Zweiter Artikel. Niemand kann ohne Gnade das ewige Leben verdienen.
a) Das Gegenteil wird bewiesen; daß man nämlich kraft der Natur die Seligkeit gewinnt: I. Kraft der göttlichen Anordnung verdient jemand bei Gott; der Mensch aber ist kraft seiner Natur selbst bereits zur Seligkeit als zu seinem Zwecke hingeordnet. II. Je weniger ein Werk geschuldet ist, desto mehr ist es verdienstlich. Weniger geschuldet aber ist ein Werk von seiten desjenigen, der weniger Wohlthaten empfangen hat. Da also, wer nur Natürliches hat, weniger Wohlthaten von Gott empfing wie jener, dem Gnade verliehen worden, so ist sein Werk weniger geschuldet und somit mehr verdienstvoll. Also kann er um so eher das ewige Leben verdienen, wie der mit Gnaden ausgestattete. III. Der eine Mensch kann etwas verdienen vom anderen, wenn er auch niemals dessen Gunst oder Gnade gehabt. Also kann man um so mehr bei Gott verdienen, dem unendlich Barmherzigen, wenn man auch nie seine Gnade besessen. Auf der anderen Seite steht Röm. 6.: „Gnade Gottes ist das ewige Leben.“
b) Ich antworte: Ist die Rede vom rein natürlichen Stande des Menschen, vom Stande der Unversehrtheit, so kann infolge eines einzigen Grundes der Mensch nicht ohne Gnade das ewige Leben verdienen; weil nämlich das Verdienst des Menschen abhängt von der vorhergehenden Anordnung Gottes. Keine Thätigkeit aber eines irgendwelchen Wesens wird von Gott hingeordnet zu etwas, was jene Kraft weit übersteigt, welche das Princip der betreffenden Thätigkeit ist; denn das kommt von der Einrichtung der Dinge, wie sie Gott gegeben, her, daß nichts thätig ist über seine Kraft hinaus.
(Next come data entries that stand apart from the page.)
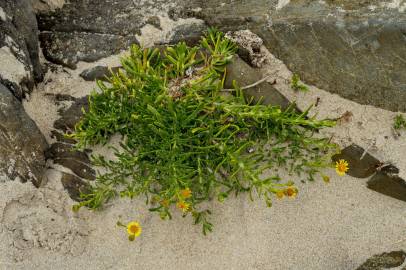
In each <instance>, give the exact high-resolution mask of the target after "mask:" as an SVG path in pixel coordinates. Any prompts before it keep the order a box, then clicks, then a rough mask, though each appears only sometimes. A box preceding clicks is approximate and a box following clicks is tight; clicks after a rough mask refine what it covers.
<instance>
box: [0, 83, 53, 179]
mask: <svg viewBox="0 0 406 270" xmlns="http://www.w3.org/2000/svg"><path fill="white" fill-rule="evenodd" d="M47 148H48V144H47V142H46V140H45V137H44V136H43V135H42V133H41V132H40V131H39V129H38V127H37V125H36V124H35V123H34V121H32V120H31V118H30V117H29V116H28V115H27V114H26V112H25V111H24V108H23V107H22V104H21V102H19V101H18V100H17V99H16V98H15V97H14V96H13V95H12V94H11V92H10V91H9V90H8V89H7V88H6V87H5V86H3V85H2V84H0V181H2V182H3V181H6V180H20V181H22V182H26V181H31V182H32V183H33V184H34V185H35V186H37V187H38V186H40V184H41V182H42V181H43V176H44V173H45V157H44V151H45V150H46V149H47Z"/></svg>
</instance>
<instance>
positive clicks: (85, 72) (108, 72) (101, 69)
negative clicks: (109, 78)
mask: <svg viewBox="0 0 406 270" xmlns="http://www.w3.org/2000/svg"><path fill="white" fill-rule="evenodd" d="M120 68H121V67H111V68H110V67H107V66H95V67H92V68H89V69H86V70H84V71H83V72H82V73H80V77H82V78H83V79H84V80H85V81H94V80H102V81H107V78H106V77H109V76H110V75H111V72H113V73H117V72H118V70H119V69H120Z"/></svg>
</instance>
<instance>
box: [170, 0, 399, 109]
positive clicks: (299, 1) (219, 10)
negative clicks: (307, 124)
mask: <svg viewBox="0 0 406 270" xmlns="http://www.w3.org/2000/svg"><path fill="white" fill-rule="evenodd" d="M190 2H193V3H190ZM197 7H199V9H197ZM405 8H406V5H405V4H402V3H401V1H389V0H387V1H379V0H365V1H347V0H337V1H332V0H328V1H313V0H298V1H281V0H279V1H276V0H274V1H268V0H251V1H227V2H225V3H223V4H222V5H219V4H218V1H216V0H205V1H188V3H187V8H186V9H181V8H178V9H177V10H176V12H173V16H175V17H185V16H197V17H199V18H203V19H204V20H205V21H206V22H207V23H208V24H210V25H214V26H217V27H219V28H220V29H222V30H224V31H228V30H236V29H247V28H249V29H250V30H252V31H253V32H254V33H256V34H258V35H259V36H260V37H261V38H262V39H263V40H264V44H265V45H266V46H267V48H268V49H269V50H270V51H271V53H273V54H274V55H275V56H277V57H278V58H280V59H281V60H282V61H284V62H285V63H286V64H287V66H288V67H289V69H290V70H292V71H293V72H294V73H298V74H299V75H300V77H301V78H302V79H303V80H304V81H305V82H306V83H308V84H313V85H316V86H317V87H319V88H322V89H325V90H328V91H330V92H332V93H337V94H339V95H341V96H343V97H345V98H348V99H352V100H354V101H356V102H359V103H361V104H369V105H375V106H378V107H381V108H385V109H388V110H393V111H398V110H400V111H404V112H406V90H405V85H406V77H405V76H403V75H402V74H404V73H405V71H406V60H405V59H406V46H405V42H406V41H405V40H406V39H405V33H406V13H404V12H403V11H404V9H405Z"/></svg>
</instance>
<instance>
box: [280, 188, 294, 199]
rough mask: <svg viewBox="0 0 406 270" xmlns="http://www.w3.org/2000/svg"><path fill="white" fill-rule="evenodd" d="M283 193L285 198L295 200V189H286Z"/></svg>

Nun ist das ewige Leben ein gewisses Gut, welches die Verhältnisse der geschaffenen Natur übersteigt; übersteigt es doch selbst die natürliche Kenntnis und Begierde, nach 1. Kor. 2, 9.: „Kein Auge hat es gesehen, kein Ohr hat es gehört…, was Gott denen bereitet hat, die Ihn lieben.“ Keine geschaffene Natur also ist ein genügendes Princip solcher Thätigkeit, die für das ewige Leben verdienstvoll ist; es sei denn daß ein übernatürliches Geschenk hinzutritt, nämlich die Gnade. Ist aber die Rede von der gefallenen Natur, so tritt zu diesem Grunde noch hinzu das Hindernis der Sünde. Denn da die Sünde ausschließt vom ewigen Leben, so kann niemand im Stande der Sünde das ewige Leben verdienen. Zuerst muß die Sünde hinweggenommen sein; und gerade dies geschieht kraft der Gnade. Dem Sünder gebührt der Tod und nicht das Leben, nach Röm. 6.: „Die Löhnung der Sünde ist der Tod.“
c) I. Gott hat die Natur des Menschen zum ewigen Leben hingeordnet; nicht aber so, daß diese Natur aus eigenen Kräften das ewige Leben erreichen könnte, sondern vermittelst der Gnade. II. Das würde richtig sein, wenn auf beiden Seiten Gleichheit in der Thätigkeit vorhanden wäre. Der Mensch aber ohne Gnade kann nicht ein Werk hervorbringen, das dem aus der Gnade folgenden gleichwertig wäre; denn je vollkommener das Princip der Thätigkeit, desto vollkommener die Thätigkeit. III. Der Mensch hat alle Kraft, um Wohlthaten zu erweisen, von Gott; nicht aber von einem anderen Menschen. Bei Gott also kann der Mensch nichts verdienen außer kraft dessen, was Gott ihm schenkt. Das drückt treffend der Apostel aus: „Wer hat Ihm, nämlich Gott, zuerst gegeben, daß ihm vergolten werde.“ Es ist also hier keine Ähnlichkeit, wie III. oben voraussetzt; außer etwa soweit es auf das Hindernis der Sünde ankommt. Denn auch unter den Menschen verdient der eine nichts beim anderen, den er früher beleidigt, wenn er nicht zuvor sich mit ihm aussöhnt und so von ihm zuvor Verzeihung erhält.